Again, you can understand why it’s gone in terms of pacing and given the expense of building the St. Mungo’s set. But it was a nice moment that reminded us again that Neville may well be more kick-ass than Harry, in his own quiet way.

Film:* *Harry Potter And The Half-Blood Prince

In the book...
The very opening scenes of the sixth book see new Minister of Magic, Rufus Scrimgeour (eventually played by Bill Nighy), visit the Muggle Prime Minister and reveal that the wizarding world is in turmoil because of Voldemort’s forces beginning their rise, and that it’s beginning to seep over into the real world, what with bridges collapsing and stuff. It’s a cute little scene that addresses a question that may have perturbed readers: how much effect does all this faffing about on broomsticks have on the Muggle world?

Good decision?
Yes: while the scene works on the page, it’s a break from the normal tone and a little out of place on film. Also, the old screenwriting maxim “Show; don’t tell” means that it’s a much better idea to open the film by actually showing us the bridge attack.

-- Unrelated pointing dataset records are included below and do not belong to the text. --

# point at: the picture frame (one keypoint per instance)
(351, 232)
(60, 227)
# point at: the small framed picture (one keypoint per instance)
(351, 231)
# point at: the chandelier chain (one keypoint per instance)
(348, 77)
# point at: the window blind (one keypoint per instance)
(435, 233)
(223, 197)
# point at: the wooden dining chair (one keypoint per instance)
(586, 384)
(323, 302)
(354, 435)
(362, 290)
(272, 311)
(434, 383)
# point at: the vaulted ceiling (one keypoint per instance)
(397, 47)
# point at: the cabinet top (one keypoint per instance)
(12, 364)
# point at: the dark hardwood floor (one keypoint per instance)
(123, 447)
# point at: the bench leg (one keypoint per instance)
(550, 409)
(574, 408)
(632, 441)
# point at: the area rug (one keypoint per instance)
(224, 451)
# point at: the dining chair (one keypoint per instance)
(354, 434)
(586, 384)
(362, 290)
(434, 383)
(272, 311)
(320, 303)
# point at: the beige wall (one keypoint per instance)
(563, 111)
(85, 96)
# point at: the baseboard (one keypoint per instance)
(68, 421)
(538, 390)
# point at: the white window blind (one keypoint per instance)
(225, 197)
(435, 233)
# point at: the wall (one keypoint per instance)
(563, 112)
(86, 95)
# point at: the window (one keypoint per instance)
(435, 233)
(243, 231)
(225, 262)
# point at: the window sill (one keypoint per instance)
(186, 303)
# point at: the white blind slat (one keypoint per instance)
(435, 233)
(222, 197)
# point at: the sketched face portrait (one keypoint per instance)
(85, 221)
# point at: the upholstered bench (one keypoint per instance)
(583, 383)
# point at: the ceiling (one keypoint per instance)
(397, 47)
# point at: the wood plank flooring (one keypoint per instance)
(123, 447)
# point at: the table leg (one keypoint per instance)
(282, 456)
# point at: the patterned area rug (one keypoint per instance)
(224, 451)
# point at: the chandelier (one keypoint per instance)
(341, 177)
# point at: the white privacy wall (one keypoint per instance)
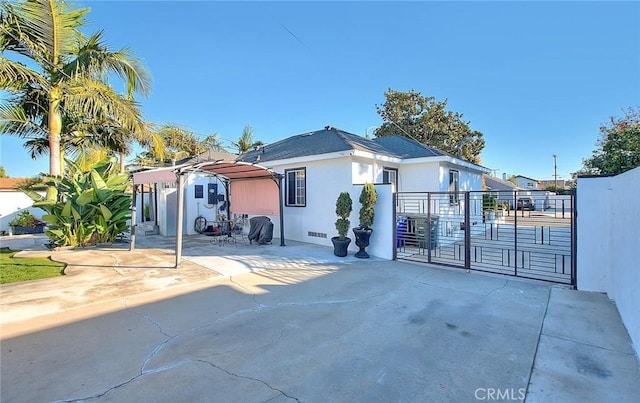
(608, 240)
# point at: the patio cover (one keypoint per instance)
(254, 190)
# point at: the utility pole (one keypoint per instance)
(555, 173)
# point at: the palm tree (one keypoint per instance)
(71, 80)
(245, 142)
(212, 142)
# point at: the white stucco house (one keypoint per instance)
(318, 165)
(314, 168)
(524, 182)
(13, 201)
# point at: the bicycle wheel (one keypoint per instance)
(200, 224)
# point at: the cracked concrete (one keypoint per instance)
(302, 327)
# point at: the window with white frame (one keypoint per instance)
(296, 187)
(454, 186)
(390, 175)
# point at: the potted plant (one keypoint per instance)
(368, 199)
(489, 207)
(26, 223)
(343, 210)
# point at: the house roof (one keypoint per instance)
(526, 177)
(404, 147)
(494, 183)
(331, 139)
(325, 141)
(209, 156)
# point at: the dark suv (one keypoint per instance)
(526, 203)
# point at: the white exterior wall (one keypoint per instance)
(12, 203)
(525, 183)
(608, 236)
(194, 208)
(325, 180)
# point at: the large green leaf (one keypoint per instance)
(106, 213)
(85, 197)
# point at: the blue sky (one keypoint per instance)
(537, 78)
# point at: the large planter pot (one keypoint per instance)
(20, 230)
(362, 241)
(340, 246)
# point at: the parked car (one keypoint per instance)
(526, 203)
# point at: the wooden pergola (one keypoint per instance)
(252, 176)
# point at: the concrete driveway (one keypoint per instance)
(273, 323)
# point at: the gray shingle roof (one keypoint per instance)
(331, 139)
(404, 147)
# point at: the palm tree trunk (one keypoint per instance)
(55, 128)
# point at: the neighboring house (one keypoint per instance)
(524, 182)
(13, 201)
(562, 184)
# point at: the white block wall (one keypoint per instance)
(608, 232)
(12, 203)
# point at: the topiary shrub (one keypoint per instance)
(344, 206)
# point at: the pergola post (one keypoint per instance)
(280, 197)
(179, 218)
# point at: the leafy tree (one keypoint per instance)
(426, 120)
(69, 89)
(618, 149)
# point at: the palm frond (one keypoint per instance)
(96, 100)
(93, 57)
(52, 25)
(15, 76)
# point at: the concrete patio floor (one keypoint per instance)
(270, 323)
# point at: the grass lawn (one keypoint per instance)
(13, 270)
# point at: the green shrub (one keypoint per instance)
(344, 206)
(92, 206)
(368, 199)
(489, 202)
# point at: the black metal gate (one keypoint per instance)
(524, 233)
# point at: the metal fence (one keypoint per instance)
(525, 233)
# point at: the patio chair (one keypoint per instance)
(236, 233)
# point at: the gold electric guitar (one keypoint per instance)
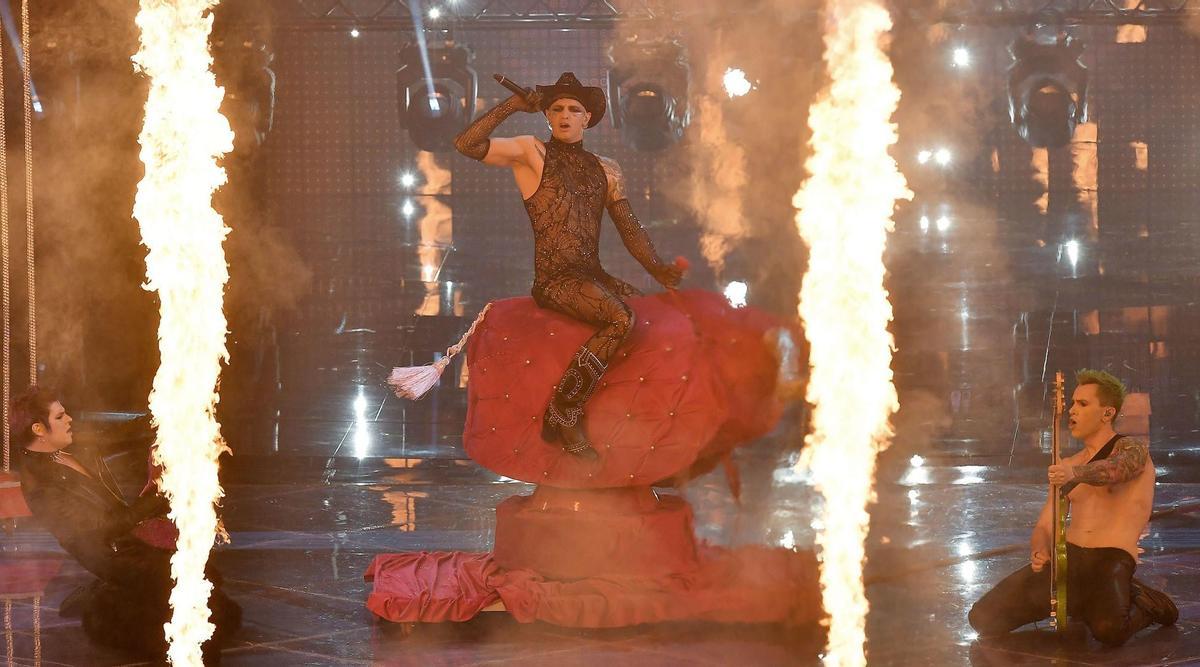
(1059, 505)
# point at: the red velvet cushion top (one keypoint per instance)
(658, 407)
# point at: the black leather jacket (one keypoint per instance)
(90, 518)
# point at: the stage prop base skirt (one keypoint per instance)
(598, 558)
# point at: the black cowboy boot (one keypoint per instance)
(1157, 605)
(563, 420)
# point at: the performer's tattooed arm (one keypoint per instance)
(1128, 458)
(475, 140)
(633, 234)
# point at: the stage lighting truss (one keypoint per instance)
(648, 88)
(1047, 86)
(433, 120)
(1068, 12)
(396, 14)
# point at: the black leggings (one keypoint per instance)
(1098, 582)
(589, 301)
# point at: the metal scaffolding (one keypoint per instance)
(463, 14)
(1068, 12)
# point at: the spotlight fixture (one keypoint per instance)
(243, 65)
(435, 110)
(648, 86)
(1047, 86)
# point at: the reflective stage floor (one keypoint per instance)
(307, 518)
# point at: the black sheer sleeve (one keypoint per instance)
(474, 142)
(633, 234)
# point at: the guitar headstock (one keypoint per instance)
(1057, 392)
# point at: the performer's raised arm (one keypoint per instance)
(633, 234)
(475, 140)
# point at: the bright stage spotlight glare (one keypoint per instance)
(736, 293)
(1072, 248)
(736, 83)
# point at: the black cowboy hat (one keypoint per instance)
(567, 85)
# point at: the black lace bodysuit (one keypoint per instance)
(565, 214)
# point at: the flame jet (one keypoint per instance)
(181, 139)
(844, 214)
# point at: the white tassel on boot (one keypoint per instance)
(413, 382)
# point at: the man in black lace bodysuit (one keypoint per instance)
(565, 191)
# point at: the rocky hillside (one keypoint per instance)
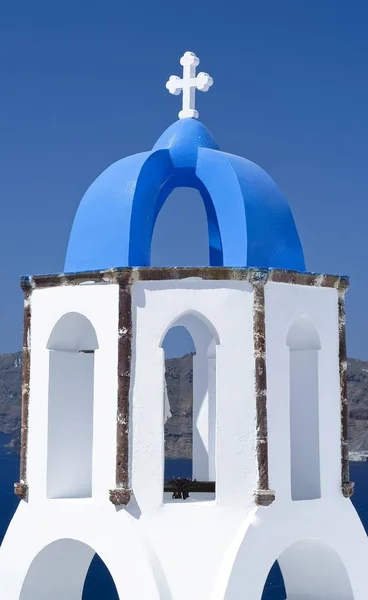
(179, 378)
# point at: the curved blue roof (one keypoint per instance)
(250, 224)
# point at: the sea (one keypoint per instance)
(99, 583)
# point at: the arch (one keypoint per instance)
(250, 224)
(311, 569)
(303, 334)
(71, 346)
(181, 231)
(203, 391)
(304, 344)
(60, 570)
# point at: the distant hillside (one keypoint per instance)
(179, 377)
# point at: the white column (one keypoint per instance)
(212, 418)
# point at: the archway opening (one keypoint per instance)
(71, 346)
(190, 406)
(311, 570)
(68, 570)
(304, 344)
(180, 236)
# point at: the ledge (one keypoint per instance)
(130, 275)
(264, 497)
(21, 490)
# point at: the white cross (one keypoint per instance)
(189, 84)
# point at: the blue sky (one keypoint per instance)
(83, 84)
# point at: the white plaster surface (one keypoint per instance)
(205, 548)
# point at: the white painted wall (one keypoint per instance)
(227, 545)
(285, 306)
(226, 310)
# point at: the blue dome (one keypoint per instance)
(250, 223)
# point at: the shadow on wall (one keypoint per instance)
(71, 346)
(308, 569)
(60, 571)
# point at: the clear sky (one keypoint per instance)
(83, 84)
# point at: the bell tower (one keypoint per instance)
(270, 474)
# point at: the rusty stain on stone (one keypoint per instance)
(122, 493)
(263, 495)
(120, 497)
(21, 488)
(346, 485)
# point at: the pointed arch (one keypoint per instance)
(311, 568)
(202, 392)
(304, 343)
(72, 344)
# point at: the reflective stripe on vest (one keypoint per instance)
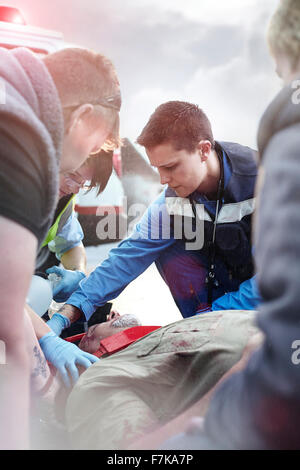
(229, 213)
(60, 220)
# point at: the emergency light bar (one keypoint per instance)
(11, 15)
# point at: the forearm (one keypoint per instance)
(15, 374)
(75, 259)
(40, 327)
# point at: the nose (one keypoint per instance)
(164, 179)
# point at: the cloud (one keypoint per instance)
(214, 56)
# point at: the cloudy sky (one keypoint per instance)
(204, 51)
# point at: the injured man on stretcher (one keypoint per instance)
(140, 382)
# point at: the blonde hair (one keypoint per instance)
(284, 30)
(83, 76)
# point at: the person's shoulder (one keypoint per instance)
(244, 159)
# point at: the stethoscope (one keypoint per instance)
(210, 279)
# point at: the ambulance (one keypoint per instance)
(132, 179)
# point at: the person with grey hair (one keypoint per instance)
(259, 407)
(56, 112)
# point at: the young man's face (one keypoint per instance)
(71, 183)
(181, 170)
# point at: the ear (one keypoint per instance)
(79, 115)
(204, 148)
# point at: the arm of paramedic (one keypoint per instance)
(63, 355)
(126, 262)
(75, 259)
(68, 246)
(15, 277)
(246, 298)
(71, 252)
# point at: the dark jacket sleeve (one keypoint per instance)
(260, 406)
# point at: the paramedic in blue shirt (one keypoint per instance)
(198, 232)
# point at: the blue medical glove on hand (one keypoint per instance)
(64, 356)
(68, 284)
(58, 323)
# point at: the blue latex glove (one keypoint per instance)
(64, 356)
(68, 284)
(58, 323)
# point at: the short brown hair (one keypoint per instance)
(83, 76)
(284, 30)
(178, 122)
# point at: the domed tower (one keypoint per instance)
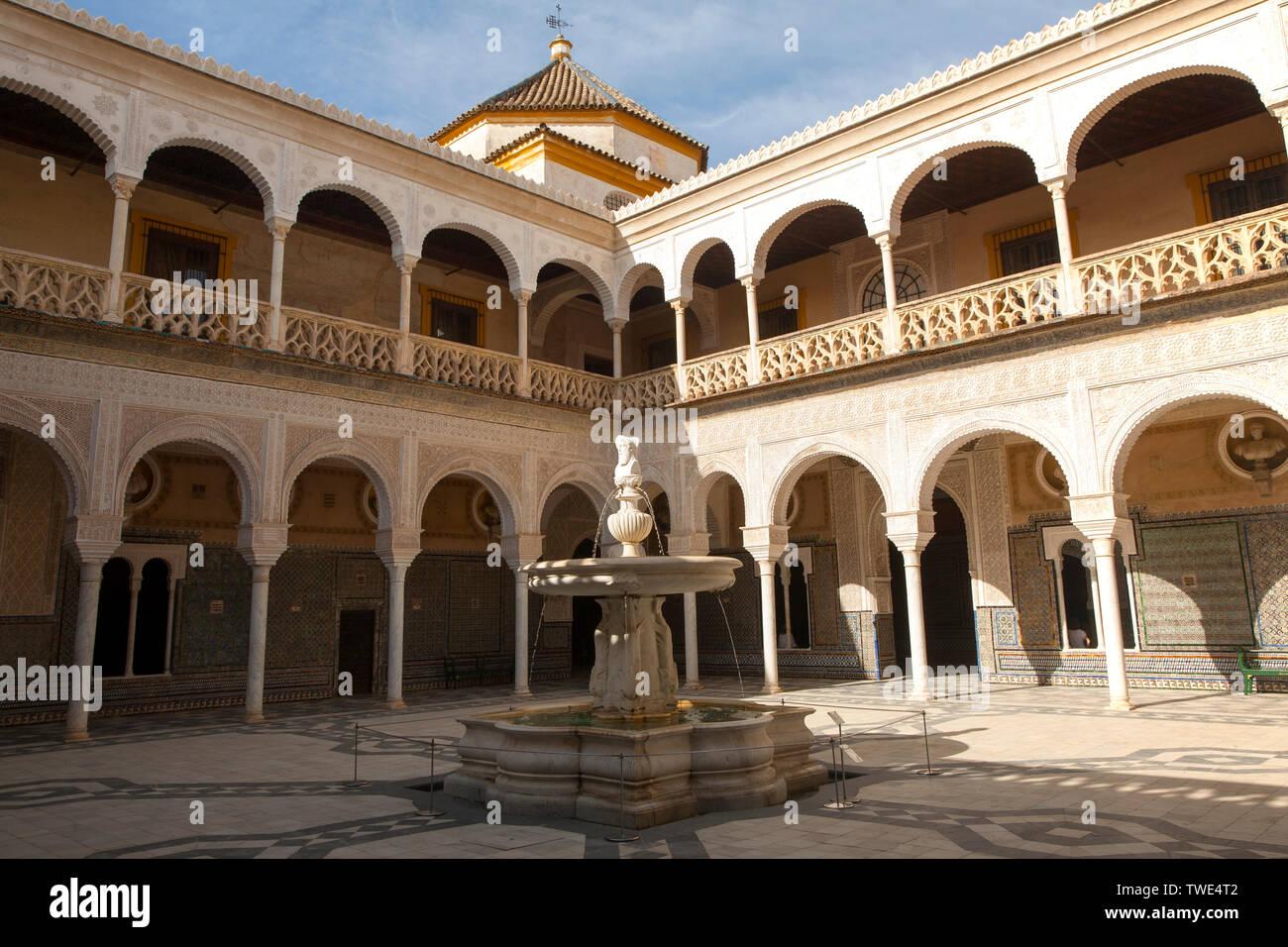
(566, 127)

Film:* *Harry Potter And The Deathly Hallows: Part One

In the book...
At the beginning of the Deathly Hallows, the Dursleys are warned that they are not safe once Harry turns 17 (at which point Voldemort could attack him at home) and leave their house in a hurry under the protection of Aurors. But before they go, there’s an almost touching moment where Dudley admits to Harry that he no longer despises him, and even thanks his cousin for saving his life. Aunt Petunia, too, has a momentary urge to say something kind to her ward, although she doesn’t quite manage it. Still, points for at least thinking about it.

Good decision?
This one we really missed: if we were into cod psychology, we’d say it’s an important step for Harry to get “closure” towards his nasty relatives, and it humanises the sometimes cartoonishly hostile family. Hopefully it’ll turn up as a deleted scene.